I love this time of year. Cherries are the harbinger of fruit season here in California. They herald the coming bounty of great stone fruit – nectarines, peaches, and apricots. They presage the wide range of berries, from blueberries to raspberries, blackberries, and my favorite: olallieberries. Later in the season, apples ripen, and eventually into September and October the wine grapes are ready. But for me it all starts with cherries – sweet, dark, crisp cherries.
This photo was taken by Julianne Nola, shortly after she and her daughters picked these cherries at her parents' orchard in Stockton, Calif.
2012 is looking to be a good year for cherries. The spring was dry and the blossoms pollinated nicely. The fruit set well and abundantly. Harvest, the most critical time for cherry farmers, has been blessedly dry. And the trees are heavy with beautiful, good size cherries. It should be an excellent crop.
That's certainly not the case every year. Cherries are a particularly challenging crop to farm because of rain.

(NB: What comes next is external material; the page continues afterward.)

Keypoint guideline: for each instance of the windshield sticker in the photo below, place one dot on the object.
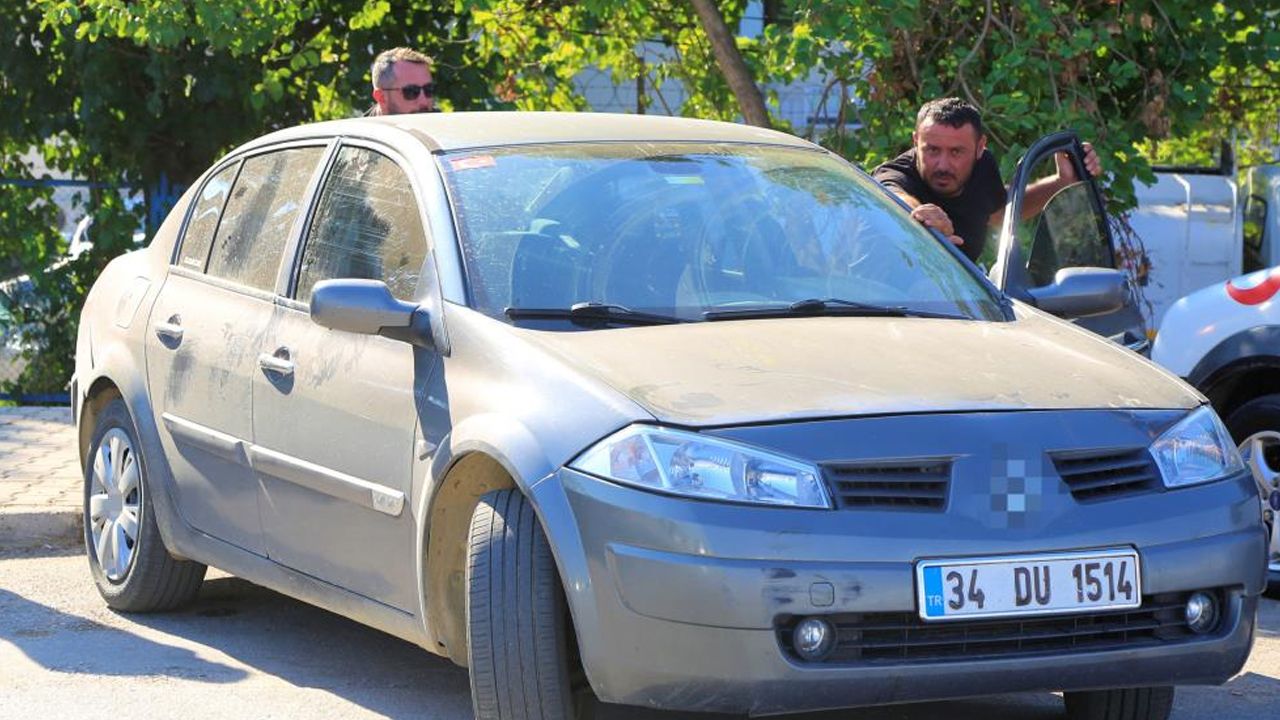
(472, 163)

A heavy rain right before or during harvest will cause the fruit to split, and it's not uncommon to get some rain when the fruit is just ripening. Split cherries can't be marketed. They don't sell. So when it rains in May, the cherry farmers pray.
Losing a portion of the crop is not unusual, but some years are far worse than others. For Nola Orchards and other cherry farmers in the Central Valley, last year was a disaster. Julie's family lost the entire crop due to rain at the wrong time. It's difficult for most of us to know what that feels like – to work the entire year, tending to the trees, fertilizing, watering, spraying, paying for labor – and then have absolutely nothing to show for it. Crop insurance covers some of the cost, but it doesn't provide income. 2011 was a tough year for a lot of cherry farmers.
And that's why the picture above, a small sign of this year's bounty, is such a joy to share. After last year's difficult cherry season, those sweet beauties taste even sweeter.